3つのたねに絵本の水を

日々思ったこと、子育てエピソードと共に、3人の子供たち(にーさん(小6)ひめ(小2)ちび(4歳))に読み聞かせた絵本を1冊ずつ紹介しています。

パンダは熊のようで猫のよう「パンダしりとりコアラしりとり」

こんにちは。

ちびに「いまウノできる?」とつきまとわれる、くるみです。

ちびは、カードゲームのウノにはまっています。

 

さて。

家族と暮らしている方は毎日どんな会話をしながら食事をしているでしょうか?

 

私が憧れるのは、それぞれが今興味を持っていることの話や、今日の出来事を話して、聞いて、笑って、共有して、という絵にかいたような食卓です。

 

が、我が家の実態は…

「箸を置かないで。はやく食べて」(私)

「これ、食べられない」(ひめ)

「文句言わずに食べろよ」(にーさん)

「にいにには関係ない!」(ひめ)

「にいに、こっち見ないで」(ちび・突然の参戦)

「なんでだよ!」(にーさん)

「はいはい、食べる~!」(私)

 

といった具合。

 

和やかな食卓とは程遠い、がちゃがちゃした戦場です。

話をしようとしたら、だいたいは誰かが

「しりとりしよう!」

なんて言い出し、しりとり大会になってしまうのです。

(そして、ルールや、最初の人を決めるだけで一回はもめるという…)

 

しりとりは古典的で(起源がいつかはしりませんが…)単純な言葉遊びですが、いろいろなアレンジがありますよね。

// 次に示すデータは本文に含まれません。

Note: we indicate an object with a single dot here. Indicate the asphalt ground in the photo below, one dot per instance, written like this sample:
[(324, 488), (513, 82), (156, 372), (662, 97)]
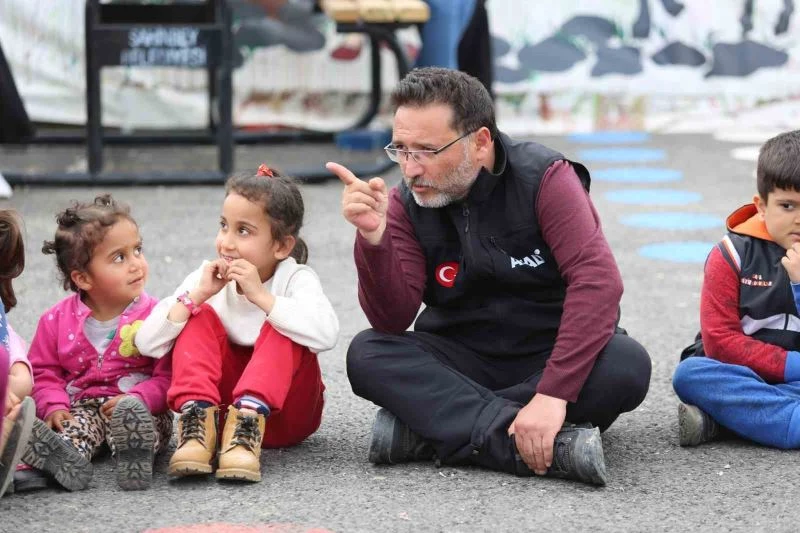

 ジャンルしばりや文字数しばり、後ろ2文字をとるのや禁止ワードありなど、大人がやっても楽しいルールのものもあります。

 

うちでは、3才のちびは何でもあり、7才のひめは考えて分からなければ何でもあり、私とにーさんはジャンルしばりなどのルールで、などとハンデをつけて楽しんでいます。

 

そんな日常のせいで、思わず手に取ってしまうしりとり絵本。

 

しりとりの懐の深さを感じる一冊です。

 

しりとりから感じる、溢れる動物愛

さあ始めよう、パンダしりとり。「まれたときはきれいなピン」「さのうえをころがるのがす」「ばでがりがりタケをか」…文章でつなげていく動物しりとり。パンダ、カンガルー、チンパンジー、ゾウ、シロクマ…みんなのお気に入りの動物はいるかな?これを読んだらついつい自分でもやってみたくなっちゃうしりとり絵本です。

 

パンダしりとりと聞いて、

「パンダがテーマ?ジャンル絞りすぎでしょ。シャンシャン?シンシン?...って『ん』ばっかり!」

と思って読み始めると、

うまれたときは きれいな ピンク

!!!

文章じゃないか!

 

しりとりで文章はずるいですよね。

 

先日も、しりとりで「もりのなか」と言ったひめに、「『の』でつなげるのはダメなんだよ」と教えたばかり。

文章もOKにしてしまうと語尾は変え放題だし、完全な反則です。

 

でも、そんな反則に目をつぶってしまうくらい、このしりとりのすごいところはパンダについての情報量。

動物に対する熱いまなざしを感じるところなのです。

 

きばで がりがり タケを かむ

パンダに牙…そうか、考えたことなかったな。

 

いっぱい ゆきが ふっても へいきだよ

本来の生息地は寒冷地だっけ?

 

ねこみたいな つめで きのぼり

そうか…牙に爪。

牙は強くて熊のよう、ネコみたいな爪…あ、パンダって大熊猫って書くよね。

なんて思ったり。

 

その動物について、再確認したり、初めての知識を得て見る目が変わったり、絵を見て親近感を感じ、さらなる興味も湧いてきます。

 

絵本の中には、パンダの他にも、題名のコアラも含め全部で9種類の動物が描かれています。

それぞれの動物の生態について、しりとりで繋がったリズムよく読める短文と、動物の特徴や挙動が伝わってくる親しみやすい絵で説明してくれているのです。

しりとり図鑑といったところでしょうか。

 

こんな感じで、自分の好きな物についてしりとりで紹介するのは楽しそうです。

 

あまのじゃく 11年で流石に慣れた 「きらい」は「すき」で 「いいえ」なら「はい」(にーさん)

妹に負けてもにこにこ 「すごい!」と言える その寛大さを 見習いたいな(ひめ)

泣くと 何でも許してもらえる 甘やかされた ムードメーカー(ちび)

 

なぜか初めは短歌調になってしまいましたが。

 

こんな感じでどんどん繋げて自由に遊べます。

 

動物や言葉遊びが好きなら、とてもおすすめの1冊です。